Le 23, une artillerie supérieure à celle de la citadelle garnissait le cerro del Obispado. Bientôt battue en brèche, la citadelle cessa ses feux ; les redoutes de la Teneria et du rincon del Diablo étaient trop éloignées pour être désormais à craindre, et Taylor dirigea l’attaque contre la ville même. Depuis le matin, Monterey n’avait pour ainsi dire plus de chefs. Le général de cavalerie Romero restait, ainsi qu’on l’a vu, spectateur indifférent du combat sur la hauteur du Topo. Ampudia, le général en chef, et le commandant de l’artillerie Requena, saisis d’une incroyable terreur panique, s’étaient retirés dans les caveaux funéraires de la cathédrale de Monterey, laissant les soldats livrés à eux-mêmes. Cependant une résistance vigoureuse accueillit l’armée américaine à son entrée dans la ville. Les rues, les terrasses des maisons et des couvens devinrent autant de places qu’il fallut forcer. Le triomphe des Américains devenait à chaque pas plus difficile, et d’autant plus dangereux qu’ils s’avançaient davantage au cœur de la place, quand un parlementaire, envoyé par Ampudia, se présenta au général Taylor. Il ne pouvait arriver plus à propos ; aussi les offres d’Ampudia furent-elles agréées après quelques minutes de discussion. Un armistice de deux mois demandé par Ampudia fut accepté ; il fut stipulé de plus que la garnison sortirait avec tous les honneurs de la guerre. Taylor eût accordé peut-être plus encore s’il l’eût fallu. Dans les deux pays, on se méprit également sur la portée de ce dénoûment imprévu. Ampudia proclama, avec une superbe arrogance, que les annales militaires du Mexique comptaient une page glorieuse de plus, et à Mexico on crut Ampudia sur parole. Le général Taylor, de son côté, se garda bien d’avouer que la prudence lui avait interdit de profiter plus largement de sa victoire, en présence du découragement trop visible de son armée. Aussi la fougueuse démocratie américaine, sans tenir compte à Taylor d’avoir transformé en victoire une défaite presque certaine, lui enjoignit-elle bientôt de rompre la trêve convenue.

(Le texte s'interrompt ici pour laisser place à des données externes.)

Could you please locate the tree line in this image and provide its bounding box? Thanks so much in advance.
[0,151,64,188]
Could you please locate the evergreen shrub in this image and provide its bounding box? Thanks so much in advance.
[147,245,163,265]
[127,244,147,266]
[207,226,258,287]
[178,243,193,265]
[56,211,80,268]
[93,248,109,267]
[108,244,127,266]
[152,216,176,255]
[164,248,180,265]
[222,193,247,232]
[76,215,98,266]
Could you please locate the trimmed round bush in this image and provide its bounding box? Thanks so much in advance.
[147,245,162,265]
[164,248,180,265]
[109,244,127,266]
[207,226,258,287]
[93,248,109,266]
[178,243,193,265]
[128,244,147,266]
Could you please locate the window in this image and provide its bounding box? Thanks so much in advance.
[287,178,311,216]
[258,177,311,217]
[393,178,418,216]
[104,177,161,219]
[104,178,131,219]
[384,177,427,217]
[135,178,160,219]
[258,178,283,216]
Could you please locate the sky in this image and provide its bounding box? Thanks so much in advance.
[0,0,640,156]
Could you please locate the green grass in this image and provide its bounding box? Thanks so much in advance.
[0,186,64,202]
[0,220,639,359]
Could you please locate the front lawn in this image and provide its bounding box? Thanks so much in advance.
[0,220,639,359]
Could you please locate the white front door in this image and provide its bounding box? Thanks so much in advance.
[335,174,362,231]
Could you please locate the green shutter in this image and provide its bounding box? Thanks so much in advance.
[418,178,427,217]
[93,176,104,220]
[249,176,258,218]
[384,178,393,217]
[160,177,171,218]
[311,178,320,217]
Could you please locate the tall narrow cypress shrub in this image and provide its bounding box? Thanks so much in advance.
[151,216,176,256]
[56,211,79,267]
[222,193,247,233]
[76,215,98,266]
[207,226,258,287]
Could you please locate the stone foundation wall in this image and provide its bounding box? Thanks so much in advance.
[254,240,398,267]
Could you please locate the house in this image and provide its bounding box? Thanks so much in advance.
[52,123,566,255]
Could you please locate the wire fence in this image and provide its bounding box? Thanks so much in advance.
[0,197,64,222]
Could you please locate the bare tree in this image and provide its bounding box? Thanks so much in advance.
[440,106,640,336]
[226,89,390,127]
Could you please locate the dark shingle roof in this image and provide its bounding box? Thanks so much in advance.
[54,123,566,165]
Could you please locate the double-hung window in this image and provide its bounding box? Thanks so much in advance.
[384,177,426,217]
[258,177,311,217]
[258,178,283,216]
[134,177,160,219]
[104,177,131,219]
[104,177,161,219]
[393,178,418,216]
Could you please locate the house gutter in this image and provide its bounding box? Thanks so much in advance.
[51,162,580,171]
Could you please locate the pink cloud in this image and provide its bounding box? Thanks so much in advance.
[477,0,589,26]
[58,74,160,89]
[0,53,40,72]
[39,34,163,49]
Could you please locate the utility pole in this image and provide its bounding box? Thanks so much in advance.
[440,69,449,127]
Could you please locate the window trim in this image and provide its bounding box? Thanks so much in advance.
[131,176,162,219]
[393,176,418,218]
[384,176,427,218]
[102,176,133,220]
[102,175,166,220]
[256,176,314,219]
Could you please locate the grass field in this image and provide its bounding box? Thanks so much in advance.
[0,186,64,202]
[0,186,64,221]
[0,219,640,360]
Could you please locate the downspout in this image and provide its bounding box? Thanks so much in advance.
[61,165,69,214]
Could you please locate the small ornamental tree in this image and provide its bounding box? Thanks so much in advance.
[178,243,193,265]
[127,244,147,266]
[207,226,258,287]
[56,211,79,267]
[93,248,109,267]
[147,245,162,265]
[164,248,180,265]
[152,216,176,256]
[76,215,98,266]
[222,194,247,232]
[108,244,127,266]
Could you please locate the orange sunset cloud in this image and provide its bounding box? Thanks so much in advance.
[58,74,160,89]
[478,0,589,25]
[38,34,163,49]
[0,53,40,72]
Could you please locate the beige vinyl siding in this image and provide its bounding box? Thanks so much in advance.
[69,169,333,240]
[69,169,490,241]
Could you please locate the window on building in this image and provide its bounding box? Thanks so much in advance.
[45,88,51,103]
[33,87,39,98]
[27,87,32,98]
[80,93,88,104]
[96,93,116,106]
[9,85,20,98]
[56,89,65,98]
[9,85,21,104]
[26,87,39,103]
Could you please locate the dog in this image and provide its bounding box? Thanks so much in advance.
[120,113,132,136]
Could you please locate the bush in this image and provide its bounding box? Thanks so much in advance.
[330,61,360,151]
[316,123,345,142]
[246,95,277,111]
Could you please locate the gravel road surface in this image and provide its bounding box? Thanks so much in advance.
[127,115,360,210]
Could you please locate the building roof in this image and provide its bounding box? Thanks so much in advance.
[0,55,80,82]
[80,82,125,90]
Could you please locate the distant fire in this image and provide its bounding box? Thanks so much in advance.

Maîtres de Monterey, les Américains n’étaient rien moins que tranquilles ;

  1. Diario del Gobierno de la republica mexicana, 30 septembre 1846.
  2. Saltillo, ville à vingt-cinq lieues de Monterey, était le point de ralliement indiqua par Ampudia à ses troupes en cas de retraite. De là on devait se diriger sur le quartier, général de San-Luis Potosi, où Santa-Aura allait arriver.